Predicting Non-coding RNA Genes
We use RNA finding programs such as RNAmmer and RFamSearch to detect the common RNA features, such as ribosomal RNAs. tRNA scan is used for finding tRNAs on the genome assembly. Our gene selection process offers several useful options to exclude calling genes in regions with tRNA, rRNA and known repeat elements using a conservative overlap criterion.
Filtering spurious gene calls and identifying problematic gene models
Gene models with problems are tagged appropriately with curation flags and notes in the gene report to indicate potential problems. Despite all the progress in the field of gene finding, accurate gene finding on draft genomes is still a challenge. We make an effort to track easily identifiable problematic gene models and tag them with appropriate curation flags to alert the users of the nature of the problems. These tags are also used by manual annotators to specifically target manual editing and fine-tuning of bad gene models.
Following our automated and manual annotation review process, we filter out any low confidence genes (e.g., genes predicted by only one prediction method that lack blast and hmmer evidence support, and the CDS/gene length ratio is less than one third). We also filter predicted transposons prior to generating a final consensus gene set.

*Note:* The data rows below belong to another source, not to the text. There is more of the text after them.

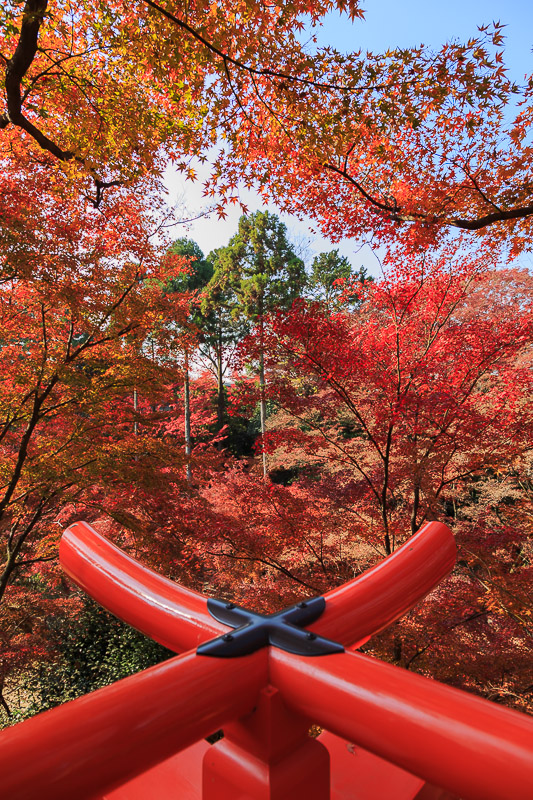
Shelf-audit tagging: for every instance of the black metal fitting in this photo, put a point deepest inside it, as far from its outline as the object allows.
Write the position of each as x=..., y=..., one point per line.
x=254, y=631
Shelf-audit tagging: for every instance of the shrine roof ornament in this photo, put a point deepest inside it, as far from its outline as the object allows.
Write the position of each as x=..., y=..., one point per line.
x=253, y=631
x=387, y=732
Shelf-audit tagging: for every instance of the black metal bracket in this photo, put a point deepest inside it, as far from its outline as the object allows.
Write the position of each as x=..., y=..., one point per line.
x=254, y=631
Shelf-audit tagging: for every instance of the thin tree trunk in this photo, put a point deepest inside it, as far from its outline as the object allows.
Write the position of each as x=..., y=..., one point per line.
x=3, y=702
x=262, y=397
x=187, y=402
x=220, y=390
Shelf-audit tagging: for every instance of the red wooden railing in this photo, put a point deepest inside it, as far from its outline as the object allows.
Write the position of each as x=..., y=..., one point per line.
x=389, y=733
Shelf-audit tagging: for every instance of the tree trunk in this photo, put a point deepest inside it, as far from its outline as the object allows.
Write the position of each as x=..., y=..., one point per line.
x=262, y=394
x=187, y=402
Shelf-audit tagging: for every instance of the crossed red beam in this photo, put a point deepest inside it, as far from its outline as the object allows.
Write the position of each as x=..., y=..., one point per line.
x=454, y=740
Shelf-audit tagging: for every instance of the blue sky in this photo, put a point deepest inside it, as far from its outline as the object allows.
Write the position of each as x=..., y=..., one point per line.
x=387, y=24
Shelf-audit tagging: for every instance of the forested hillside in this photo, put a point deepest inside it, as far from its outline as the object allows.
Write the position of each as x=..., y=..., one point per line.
x=252, y=421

Assigning Gene Product Names
Our gene naming protocol currently relies on high confidence blast homology and in some cases, community inputs to assign gene product names. We hope to improve the gene naming process in the future based on other functional annotation protocols and tools. We use four types of names depending on the available evidence:
- known protein name: supported by blast hit that is a known protein;
- conserved hypothetical protein: supported by blast evidence that is not a known protein (e.g., conserved hypothetical protein, predicted protein);
- hypothetical protein: supported by reference EST evidence only;
- predicted protein: no blast or EST evidence.
Every annotated gene is given a Locus Tag of the form xxxG_##### that should be considered the only guaranteed way to identify a gene uniquely. Each locus number is guaranteed to identify a unique gene even over different assemblies. Loci are simply identifiers and are not guaranteed to have any particular order or internal structure.
Reporting Annotation Accuracy
We run in-depth reports on each annotation we produce to get a measure of our annotation accuracy. A host of accuracy statistics is compiled for each prediction that touches an EST; following Guigo's Evaluation of gene structure prediction programs (Genomics, 1996 Jun 15; 34(3):353-67). We calculate specificity, sensitivity, correlation coefficient and simple matching coefficient on the levels of nucleotides, splice sites, introns and exons.